1. A POLST Paradigm Form is not an advance directive, but it is an advance care planning tool. An advance directive is a mechanism for naming a health care agent or durable power of attorney for health care and providing general treatment wishes. A POLST Paradigm Form is a portable, actionable medical order that helps ensure patient treatment wishes are known and honored and helps prevent initiation of unwanted, disproportionately burdensome extraordinary treatment.
2. The POLST Paradigm is voluntary- it should never be mandatory to complete a POLST Paradigm Form.
3. It is imperative to the POLST Paradigm that the process of completing a POLST Paradigm Form involve informed, shared decision-making between patients and health care professionals. The conversation involves the patient discussing his/her values, beliefs and goals for care, and the health care professional presents the patient’s diagnosis, prognosis, and treatment alternatives, including the benefits and burdens of life-sustaining treatment. Together they reach an informed decision about desired treatment, based on the patient’s values, beliefs and goals for care.
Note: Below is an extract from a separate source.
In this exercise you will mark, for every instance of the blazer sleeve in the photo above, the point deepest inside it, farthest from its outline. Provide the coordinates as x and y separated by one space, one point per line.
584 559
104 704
4. The POLST Paradigm is not for everyone; only patients with serious illnesses or frailty for whom their health care professionals would not be surprised if they died within a year should have a POLST Paradigm Form. For these patients, their current health status indicates the need for standing medical orders for emergent or future medical care. For healthy patients, an advance directive is an appropriate tool for making future end-of-life care wishes known to loved ones.
5. A POLST Paradigm Form allows patients to have their religious values respected. For example, the POLST Paradigm Form allows Catholics to make decisions consistent with the United States Conference of Catholic Bishops Ethical and Religious Directives for Catholic Health Care Services, 5 ed. (2009) and ensures that those decisions will be honored in an emergency and across care transitions.
6. A POLST Paradigm Form enables health care professionals to order treatments patients would want during a medical crisis, helping avoid the provision of treatments patients would not want, such as those that the patient considers “extraordinary” and excessively burdensome.
7. A POLST Paradigm Form requires that “ordinary” measures to improve the patient’s comfort, and food and fluid by mouth as tolerated, always be provided.
8. State law authorizes certain health care professionals to sign medical orders; the POLST Form is signed by those health care professionals who are accountable for the medical orders.
9. A POLST Paradigm requires health care professionals be trained to conduct informed shared decision-making discussions with patients and families so that POLST Paradigm Forms are completed properly.
10. A POLST Paradigm Form may be signed by the patient or designated decision-maker (HCA, DPOA for Healthcare, or surrogate), but this is not required in all states. The National POLST Paradigm Task Force encourages patient or surrogate signatures (or witnessed verbal consent) be required on POLST Paradigm Forms.
11. The POLST Paradigm is not about how you want to die, it is about how you want to live with the time you have left.
12. The National POLST Paradigm recognizes that allowing natural death to occur is not the same as killing.